Molla cami bir gün bir kimseye ne iş yapıyorsun, diye sordu. O da “hamdolsun huzurluyum; sıhhat ve afiyette bulunduğum halde dünyayı terkederek bir köşeye çekildim. Cenab-ı Hakkın zikri ile meşgul oluyorum” dedi.
Molla cami buna cevap olarak “ Huzur ve afiyet bu değildir. Huzur ve afiyet insanın nefsinin,emmarelikten kurtulup, itmi’nana kavuşmasıdır. Nefsi itmi’nana kavuşturda ister sakin bir köşede otur, ister insanların arasında otur; farketmez” dedi.

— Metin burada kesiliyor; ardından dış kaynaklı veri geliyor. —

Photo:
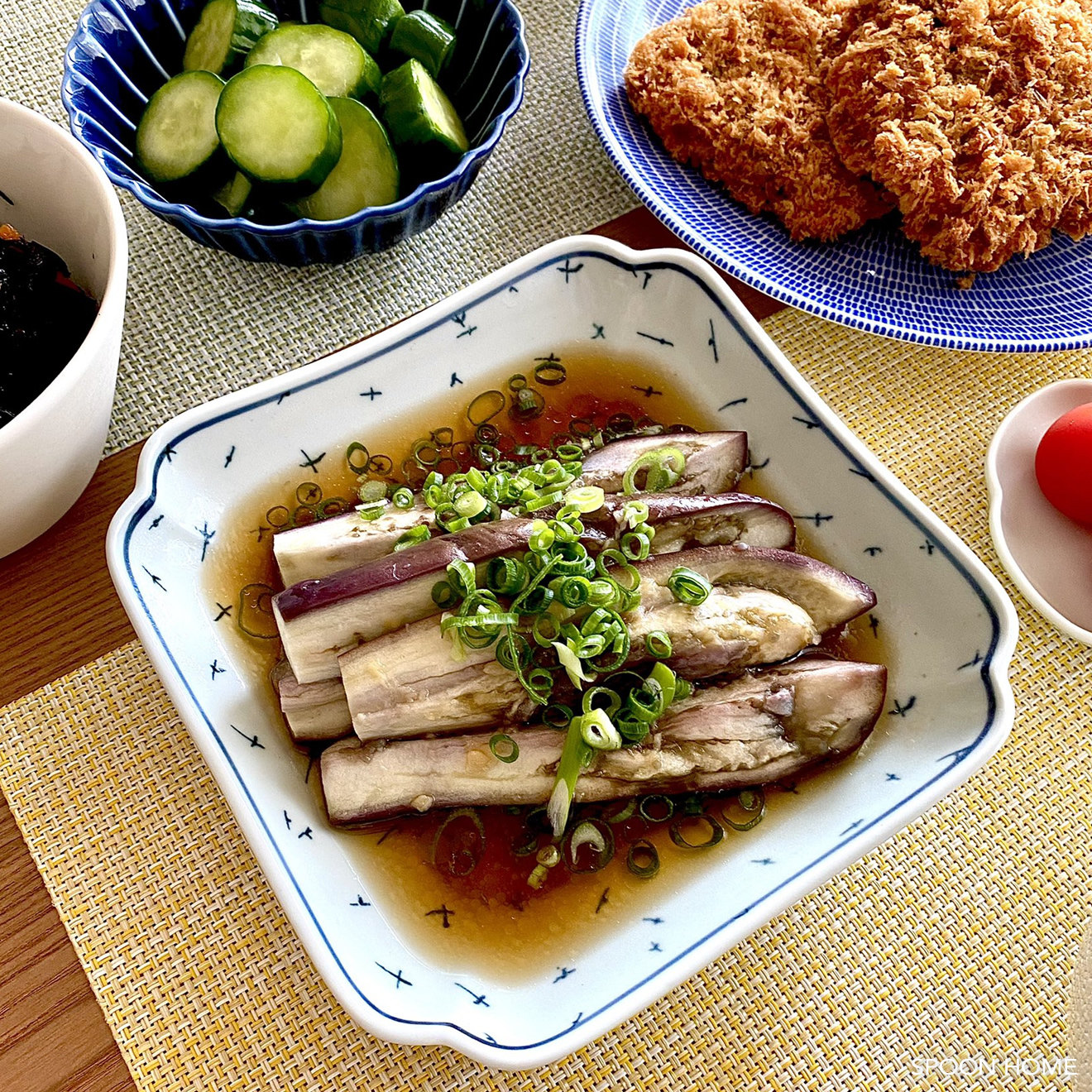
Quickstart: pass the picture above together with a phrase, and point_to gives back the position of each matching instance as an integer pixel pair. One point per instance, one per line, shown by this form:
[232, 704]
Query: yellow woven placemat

Yani nefis, emmare olarak kötülük üfleyip durduktan sonra her nekadar insanlardan uzak sakin bir köşede vakit geçirsende ne rahat edebilirsin nede huzura yol bulabilirsin. Ama nefis riyanet ve mücahede neticesinde itmi’nana (huzura) kavuşturulursa insanların arasındada olunsa, ne rahatına halel gelir, nede huzuruna gölge düşer. Bu kişi her hal-ukarda huzura yol bulabilir inşaallahüteala.
Herşey kalpte başlar, kalpte biter. Kalp, marifetullah ile nurlanırsa, yani Mevlayı müteali gereği gibi tanıma noktasında belli bir seviye kazanmış olursa o kalbin sahibi her yerde her türlü şartlar içerisinde rahat, huzur ve mutluluk içinde olur. Bu gerçeğe Hz. Üstad şöyle işaret ediyor: “ Mü’min zindanda bile olsa mes’ut ve bahtiyardır; Kafir sarayda bile olsa bedbaht ve mustariptir. Yine Üstad şöyle diyiyor: “
İman insanı insan eder, belki insanı sultan eder. İmanlı kişi bütün kainata meydan okuyabilir ve imanın kuvvetine göre hadisatın tazyikatından kurtulabilir. Yani olayların ağırlıkları altında ezilmez. Olaylara iman gözü ile ve Allah’ın bakın dediği yerden baktığı için olayların öyle ilk göründükleri gibi vahim ve korku verici, endişelere sevkedici mahiyette olmadıklarını iman nuruyla anlar.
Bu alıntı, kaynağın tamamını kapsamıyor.